Hamilton City Council approves $3 million loan for massive riverside development
Downtown Hamilton is beginning to see the long-promised development boom as a result of Spooky Nook.
HAMILTON, Ohio (WXIX) - An ambitious development with apartments, townhomes, a hotel and lifestyle amenities is moving forward in Hamilton after city council members gave the greenlight.
It’s one of several projects reviewed by council members as a development pipeline takes shape that will bring hundreds of millions in private investment to the city.
Hamilton City Council voted 7-0 Wednesday evening to approve a development agreement with Crawford Hoying, the prolific Columbus-based developer that owns The Banks in Downtown Cincinnati.
Crawford Hoying will purchase the Cohen Recycling plant at 55 North Third Street across the Great Miami River from the Spooky Nook Sports Champion Mill campus. An agreement is already in place with Cohen Recycling to relocate to a new plant north of the site.
The developer expects to close on the purchase in August, begin demolition in 2024 and start construction on the 17.5-acre mixed-use project in 2025.
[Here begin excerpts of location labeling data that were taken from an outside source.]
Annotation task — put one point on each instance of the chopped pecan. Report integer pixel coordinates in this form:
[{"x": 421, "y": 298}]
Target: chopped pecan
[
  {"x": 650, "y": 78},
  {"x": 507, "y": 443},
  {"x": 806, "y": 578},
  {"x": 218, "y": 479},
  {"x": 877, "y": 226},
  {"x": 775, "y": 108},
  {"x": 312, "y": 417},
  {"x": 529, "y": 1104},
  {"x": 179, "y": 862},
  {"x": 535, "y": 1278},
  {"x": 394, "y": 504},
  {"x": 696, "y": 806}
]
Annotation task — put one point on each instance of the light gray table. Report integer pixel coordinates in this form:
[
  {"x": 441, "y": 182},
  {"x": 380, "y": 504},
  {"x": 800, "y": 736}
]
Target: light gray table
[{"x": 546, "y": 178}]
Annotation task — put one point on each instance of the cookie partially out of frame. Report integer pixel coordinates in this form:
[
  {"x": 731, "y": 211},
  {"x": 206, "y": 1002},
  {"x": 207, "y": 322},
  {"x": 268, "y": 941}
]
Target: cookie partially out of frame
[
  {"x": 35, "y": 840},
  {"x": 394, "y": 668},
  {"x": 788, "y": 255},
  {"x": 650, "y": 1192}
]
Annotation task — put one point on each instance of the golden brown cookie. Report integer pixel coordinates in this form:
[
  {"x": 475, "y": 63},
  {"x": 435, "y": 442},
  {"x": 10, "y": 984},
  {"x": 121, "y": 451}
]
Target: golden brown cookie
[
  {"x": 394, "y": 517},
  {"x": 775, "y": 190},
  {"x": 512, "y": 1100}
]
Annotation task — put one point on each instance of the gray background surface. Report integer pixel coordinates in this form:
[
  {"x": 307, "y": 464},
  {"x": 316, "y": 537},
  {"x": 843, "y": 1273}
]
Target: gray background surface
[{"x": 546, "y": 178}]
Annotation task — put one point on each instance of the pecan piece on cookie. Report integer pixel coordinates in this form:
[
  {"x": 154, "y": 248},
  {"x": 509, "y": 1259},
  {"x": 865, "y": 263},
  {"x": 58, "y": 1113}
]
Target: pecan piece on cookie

The city will create a 30-year project TIF for the site, meaning the increase in property taxes resulting from the development will be harnessed to finance its build-out.
The city will give Crawford Hoying a $3 million forgivable loan from the city’s general fund in exchange for developing the land. The development agreement contains three $50 million milestones the developer must meet over the next three years for the city to forgive the loan.
The first milestone comes in December 2026, when Crawford Hoying must have the first phase of the project completed: 176 apartments, a 120 key hotel, 5,000 sq.ft. of commercial space and six townhomes. The last milestone comes a decade later, in 2036, when the full development must be finished.
At each juncture, if the milestone is not met, Crawford Hoying will owe back $1 million of the $3 million loan. If all the milestones are met, however, the city will reimburse itself for the loan (which at that point would become a grant) with money it expects to receive by retaining 25 percent of future TIF revenue.
“So if they don’t perform, they would have to pay us back,” Hamilton City Manager Joshua Smith said last month. “And if they do perform, the city is being paid back through the 25 percent of the tax increment that is being collected.”
Other amenities are planned for the development, including greenspace, rooftop space and riverfront access for pedestrians and cyclists. A site plan is not yet finalized.
The agreement puts the full cost of the project at $150 million, though Smith said that number is only a placeholder target for the loan terms and that the project will likely entice substantially more investment.
Smith explained the development wouldn’t have happened were it not for Spooky Nook. He also hinted this is just part of what’s to come for downtown Hamilton as a result of the massive sports complex across the river.
“Interest rates have gone up and with some inflationary pressure, a lot of development in other areas has slowed down,” he said. “But I would say deal flow today is more robust than at any point since I’ve been here, and I think that is a testament to our strong team and the fact that people find Hamilton a strong place to deploy capital.”
Embellishing the point Wednesday were two presentations before city council on adaptive reuse projects that will net downtown Hamilton a pair of new hotels.
“This is like a real domino effect of repurposing, new development, as well as the historic properties that are in the area,” Hamilton Mayor Pat Moeller said.
The Mueller Building at 20 High Street will be renovated, supplemented with a four-story addition and turned into a 159-room hotel under the boutique brand of an unnamed major hotel operator.
Indiana-based Spectrum Investment Group and Utah-based hotel developer Acumen Development are behind the $48 million conversion. Amro Kamel, founder and managing partner of Spectrum Investment Group, promised council members the building’s historic elements will be preserved and that the resulting hotel will be unique.
“We don’t want a standard hotel look,” Kamel said. “We want to incorporate the community’s memories as much as we can with the design of the hotel, and give travelers and people coming for the tournaments at Spooky Nook a reason to stay in Hamilton.”
A speakeasy is envisioned for the first floor. The project will retain Municipal Brew Works in the building.
Hamilton city council could approve a development agreement, including a $2 million grant, a 30-year TIF and $250,000 for utility upsizing, as soon as its next meeting.
Just across Main Street, the Anthony Wayne Hotel at 10 South Monument Avenue will also be renovated and turned into a 54-room hotel, called the Wellhouse Hotel, under the Hilton Tapestry brand.
An ordinance containing the development agreement, to include a 30-year TIF, is being drafted and will go before city council at an upcoming meeting. Construction is expected to begin this fall, and the hotel could open as early as summer 2024.